The reason for first dental visit
Wilk-Sieczak et al. (25) demonstrated in their study group of 100 children aged 3-6 years that 63% of children had their first dental visit due to the need for treatment (carious lesion, dental pain), while only 26.3% of children had a check-up, adaptation or prophylactic visit. Rogalska et al. (26) showed in their study among parents of 6-12-year-olds that 50% of first dental visits were symptomatic, associated with carious lesions or dental pain, while 40% of visits were check-up ones. Grzesiak and Kaczmarek (23), who conducted their study in 1.5-3-year-olds reported that 36.4% of children are reported to the dentist for the first time due to carious lesions observed by their mothers, while 63.6% attend a dental office for a check-up. The majority of Polish mothers report their children to the dentist only after noticing carious lesions, which are often accompanied by pain (37, 38). International studies indicate that, unfortunately, the child’s first dental visit is usually a symptomatic one, mostly due to dental pain: Meer et al. (33) reported dental pain (42.04%) and carious lesions (28.49%) as the main reasons for the first dental visit; Murshid (36) reported dental pain (71.5%) as the dominant reason for first dental appointment, and a check-up visit for 27.3% of cases; Ghimire et al. (35) reported dental pain (32.4%) and caries (26.5%) as the main reasons for the first dental visit; Mileva and Kondeva (34) reported adaptation visits in 26.99% of cases and symptomatic visits due to caries or its complications in most cases (59.86%); Daou et al. (39) demonstrated in their study among Lebanese children that dental caries (50.9%) and dental pain (29.5%) were the most common reasons for dental appointment.

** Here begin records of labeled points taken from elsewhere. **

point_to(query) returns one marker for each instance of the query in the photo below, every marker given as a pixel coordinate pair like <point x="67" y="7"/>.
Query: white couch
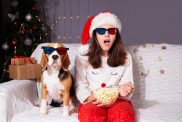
<point x="157" y="96"/>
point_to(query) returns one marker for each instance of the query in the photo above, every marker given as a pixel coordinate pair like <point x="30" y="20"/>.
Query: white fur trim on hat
<point x="105" y="18"/>
<point x="83" y="49"/>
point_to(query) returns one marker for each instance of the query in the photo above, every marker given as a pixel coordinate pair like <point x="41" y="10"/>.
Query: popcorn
<point x="107" y="95"/>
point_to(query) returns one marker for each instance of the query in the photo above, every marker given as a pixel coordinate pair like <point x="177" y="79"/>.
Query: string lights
<point x="65" y="22"/>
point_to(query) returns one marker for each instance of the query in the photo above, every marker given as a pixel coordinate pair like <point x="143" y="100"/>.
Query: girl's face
<point x="106" y="36"/>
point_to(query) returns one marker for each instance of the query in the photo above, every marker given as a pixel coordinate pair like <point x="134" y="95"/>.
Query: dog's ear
<point x="65" y="62"/>
<point x="43" y="61"/>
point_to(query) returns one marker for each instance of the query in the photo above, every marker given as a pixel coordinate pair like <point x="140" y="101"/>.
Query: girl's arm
<point x="82" y="90"/>
<point x="126" y="85"/>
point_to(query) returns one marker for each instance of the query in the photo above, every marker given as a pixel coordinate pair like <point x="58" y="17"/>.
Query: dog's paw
<point x="65" y="111"/>
<point x="43" y="107"/>
<point x="43" y="110"/>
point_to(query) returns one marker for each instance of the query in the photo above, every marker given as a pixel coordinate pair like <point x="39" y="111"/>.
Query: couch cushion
<point x="54" y="115"/>
<point x="157" y="77"/>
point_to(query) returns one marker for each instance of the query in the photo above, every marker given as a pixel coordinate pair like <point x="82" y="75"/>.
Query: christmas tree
<point x="24" y="31"/>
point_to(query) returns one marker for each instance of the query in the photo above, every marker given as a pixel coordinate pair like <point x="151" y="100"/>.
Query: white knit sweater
<point x="89" y="79"/>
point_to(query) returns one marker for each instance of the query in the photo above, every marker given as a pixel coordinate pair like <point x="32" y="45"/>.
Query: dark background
<point x="144" y="21"/>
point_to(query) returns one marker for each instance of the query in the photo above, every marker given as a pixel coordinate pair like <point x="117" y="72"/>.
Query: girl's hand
<point x="126" y="89"/>
<point x="92" y="99"/>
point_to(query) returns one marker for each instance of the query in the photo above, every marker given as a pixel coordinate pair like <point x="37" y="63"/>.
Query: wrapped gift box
<point x="22" y="60"/>
<point x="25" y="72"/>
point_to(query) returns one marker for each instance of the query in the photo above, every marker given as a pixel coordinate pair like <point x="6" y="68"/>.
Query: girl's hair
<point x="117" y="55"/>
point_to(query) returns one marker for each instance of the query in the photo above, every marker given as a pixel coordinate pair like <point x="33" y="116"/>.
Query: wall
<point x="144" y="21"/>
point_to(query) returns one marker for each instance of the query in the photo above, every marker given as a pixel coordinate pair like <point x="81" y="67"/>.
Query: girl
<point x="104" y="64"/>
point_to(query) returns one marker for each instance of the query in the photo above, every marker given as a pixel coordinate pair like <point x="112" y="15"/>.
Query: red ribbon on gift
<point x="25" y="59"/>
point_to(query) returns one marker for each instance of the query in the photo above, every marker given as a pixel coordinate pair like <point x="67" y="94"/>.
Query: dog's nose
<point x="55" y="57"/>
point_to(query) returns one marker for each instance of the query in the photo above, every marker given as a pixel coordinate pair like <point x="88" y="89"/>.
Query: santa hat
<point x="95" y="22"/>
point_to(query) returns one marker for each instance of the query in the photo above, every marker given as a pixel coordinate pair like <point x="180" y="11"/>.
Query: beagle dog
<point x="56" y="79"/>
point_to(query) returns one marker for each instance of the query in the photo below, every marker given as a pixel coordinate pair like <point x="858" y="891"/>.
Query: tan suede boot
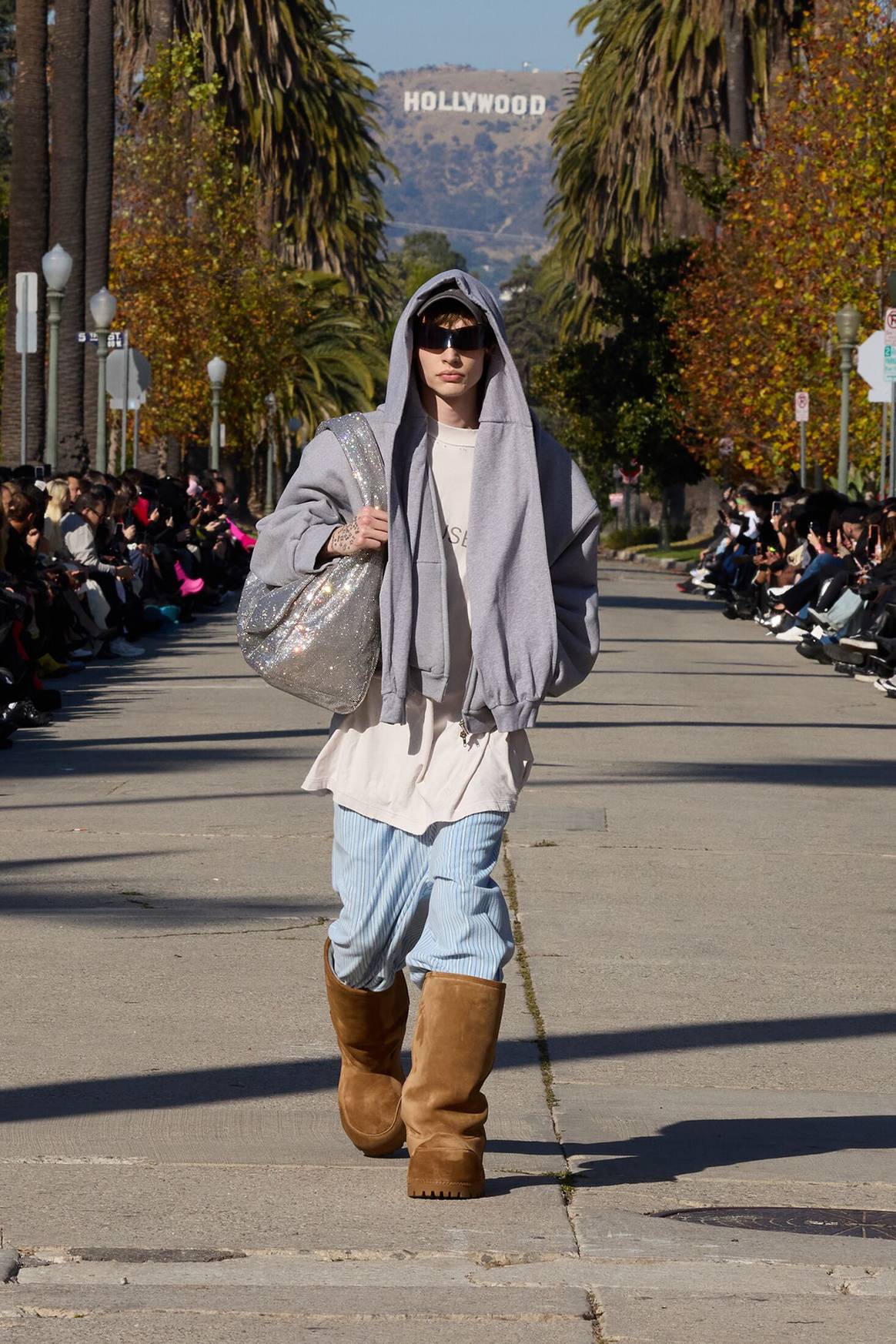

The data from the literature review indicate low parental health awareness in terms of caries prevention, as well as insufficient preventive actions implemented as part of family-oriented individual primary caries prevention. The child’s first dental visit takes place much later than recommended in medical guidelines, with only 4-11.6% of children reported to the dentist in their first year of life. In most cases, the child’s first dental appointment is a symptomatic one, resulting from advanced carious processes and, often, pain. There is an urgent need to educate parents/legal guardians of small children on dental prophylaxis and healthy behaviours. It is necessary to increase parental awareness of the need for the first dental visit at an appropriate age, regular oral hygiene, supervised tooth brushing, and reduced intake of cariogenic food products. Numerous reports point to the lack of an effective model of dental care for the youngest patients in Poland. Measures implemented as part of institutional prevention, such as group prophylaxis in preschools and schools, are unsatisfactory. Currently, individual prevention implemented by the child and parents, which is also insufficient, is crucial. Therefore, it seems necessary to intensify the cooperation between paediatricians, gynaecologists, general practitioners and dentists, as well as to implement an effective dental care model for the youngest children in Poland, which will be aimed at early diagnosis, adaptation to treatment, preventive measures and early treatment if necessary.